Department of Immunology, Leiden University Medical Center, Leiden, Netherlands.
Department of Internal Medicine (Nephrology), Leiden University Medical Center, Leiden, Netherlands.
Front Immunol. 2022 Jan 28;12:800946. doi: 10.3389/fimmu.2021.800946. eCollection 2021.

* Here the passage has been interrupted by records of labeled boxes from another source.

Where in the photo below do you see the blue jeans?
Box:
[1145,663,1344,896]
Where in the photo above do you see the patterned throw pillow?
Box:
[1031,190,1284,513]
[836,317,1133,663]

Matching strategies based on HLA eplets instead of HLA antigens in solid organ transplantation may not only increase the donor pool for highly sensitized patients, but also decrease the incidence of donor-specific antibody formation. However, since not all eplets are equally capable of inducing an immune response, antibody verification is needed to confirm their ability to be bound by antibodies, such that only clinically relevant eplets are considered. The HLA Epitope Registry has documented all theoretically defined HLA eplets along with their antibody verification status and has been the foundation for many clinical studies investigating eplet mismatch in transplantation. The verification methods for eplets in the Registry range from polyclonal sera from multi- and uni-parous women to murine and human monoclonal antibodies (mAbs), and antibodies purified by adsorption and elution from sera of HLA immunized individuals. The classification of antibody verification based on different methods for validation is problematic, since not all approaches represent the same level of evidence. In this study, we introduce a classification system to evaluate the level of evidence for the antibody-verified status of all eplets in the HLA Epitope Registry. We demonstrate that for a considerable number of eplets, the antibody-verified status is solely based on polyclonal serum reactivity of multiparous women or on reactivity of murine mAbs. Furthermore, we noted that a substantial proportion of patient sera analyses and human mAb data presented in the HLA Epitope Registry Database has never been published in a peer-reviewed journal. Therefore, we tested several unpublished human HLA-specific mAbs by luminex single antigen beads assay to analyze their HLA reactivity for eplet antibody verification. Although the majority of analyzed mAbs indeed verified their assigned eplets, this was not the case for a number of eplets. This comprehensive overview of evidence for antibody verification of eplets in the HLA Epitope Registry is instrumental for future investigations towards eplet immunogenicity and clinical studies considering antibody-verified eplet mismatch in transplantation and warrants further standardization of antibody verification using high quality data.
基于 HLA 表位而不是 HLA 抗原进行实体器官移植的配型策略,不仅可以增加高度致敏患者的供体库,还可以降低供体特异性抗体形成的发生率。然而,由于并非所有表位都具有同等的诱导免疫反应的能力,因此需要进行抗体验证以确认其与抗体结合的能力,只有具有临床相关性的表位才会被考虑。HLA 表位注册库记录了所有理论上定义的 HLA 表位及其抗体验证状态,并且是许多研究移植中表位不匹配的临床研究的基础。注册库中表位的验证方法范围从多产和单产妇女的多克隆血清到鼠和人单克隆抗体(mAbs),以及从 HLA 免疫个体的血清中通过吸附和洗脱纯化的抗体。基于不同验证方法对抗体验证进行分类存在问题,因为并非所有方法都代表相同的证据水平。在这项研究中,我们引入了一种分类系统,用于评估 HLA 表位注册库中所有表位的抗体验证状态的证据水平。我们表明,对于相当数量的表位,抗体验证状态仅基于多产妇女的多克隆血清反应性或鼠 mAb 的反应性。此外,我们注意到,HLA 表位注册库数据库中呈现的大量患者血清分析和人 mAb 数据从未在同行评议的期刊上发表过。因此,我们通过 Luminex 单抗原珠测定法测试了几种未发表的人类 HLA 特异性 mAb,以分析它们用于表位抗体验证的 HLA 反应性。尽管大多数分析的 mAb 确实验证了其指定的表位,但并非所有表位都是如此。这种对 HLA 表位注册库中表位抗体验证证据的全面概述,对于未来对表位免疫原性的研究以及考虑移植中抗体验证的表位不匹配的临床研究具有重要意义,并需要使用高质量的数据进一步标准化抗体验证。